The room was dark and silent, although the occasional noise of a nearby car passing by outside hummed through the minimally open window, the sill covered in a neat line of salt. There was streetlight from the motel sign outside slipping in through the inches wide crack in the heavy curtains, painting a faint red line across the decades old carpet. He had been meaning to drop by earlier, but he had a tendency to lose track of time when his presence wasn't demanded immediately. The brothers were both sound asleep in their beds, Dean still wearing several layers of clothing where he lay on top of his covers. Castiel had come to understand that it was the hunter's way of sleeping with one eye open.

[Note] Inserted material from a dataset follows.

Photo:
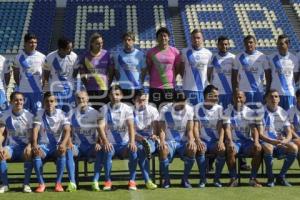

It had been days since he last talked to hem, he realized. Aside from the few text messages he received from Dean, wanting his safety confirmed. Castiel disliked typing text messages on the phone – even more so than he did calling someone on it – but he always replied to them, usually in two or three-word sentences – and sometimes less if possible.

He'd been expecting to find them still awake. It wasn't that late. He slipped his hand down the pocket of his trench coat and pulled out the cell phone, flapping it open and introducing the room to new light as he did. The clock on the display read 0:32 AM. The Winchesters were very unpredictable in their sleeping habits, he had come to learn. Not long ago he'd found them up and about scrubbing blood off of their clothes at nearly three in the morning.

The angel opened the text message he received earlier.

Received: 22:03 PM

From: Dean Winchester

Subject: Mulberry Inn, Madison Tennessee. Room 305. You better be alive!

Hours had passed, he realized. Time seemed to have a different flow when he didn't have the brothers around to help measure it with. They were constantly checking their watches, trying to beat time itself when driving to their next destination or packing up to be out before they were charged an additional night. It was just another thing that was different from heaven, serving as a sad reminder of how far he'd fallen from his old life.

He considered leaving again to continue where he left off in his search for God: Spain. He fumbled with the amulet in his coat pocket, the small piece of metal still somewhat warm from him fiddling with it as often as he did. So far it had proved itself to be nothing but useless, but Castiel had faith, and it did provide him with a strange sense of home, a feeling he had been missing desperately ever since he'd been cast out of heaven. Albeit it was a different home, one he associated with Dean and his younger brother. He knew it was merely a surrogate home, because he didn't belong with them. He often felt like an alien creature in the presence of the two brothers, their jabbering and pop-cultural references leaving him utterly clueless, but even so the very shape and feel of the talisman felt familiar in the palm of his hand.

He realized then with an odd sensation that he felt... worn. It was a feeling that had been creeping up on him more and more lately. He felt heavy and unfocused, but never to the point where he actually had to sleep. Then again, angels didn't sleep. As long as he managed to stay awake, he'd know he still had his Grace intact.

He wondered about sleep. He had fallen unconscious on several occasions due to severe injury or overuse of power, but that was different. Sleep was something humans did when laying down to close their eyes for hours on end, disappearing into themselves completely. He had watched the brothers sleep many times, pondering the mystery of it. He knew they oftentimes dreamt in their sleep, sometimes bad dreams that left them stirring and twisting in their sheets. He had even visited Dean in his dreams a few times, but he was very much awake in doing so.

Castiel sat down at one of the chairs at the small table by the wall, observing the brothers in silence. The beating of their hearts had slowed down considerably, which it always did as they slept, and their breathing was slow and almost soundless.

Perhaps it would be best to rest here for a while before returning to Spain, he decided, leaning deeper into the slightly uncomfortable wooden chair.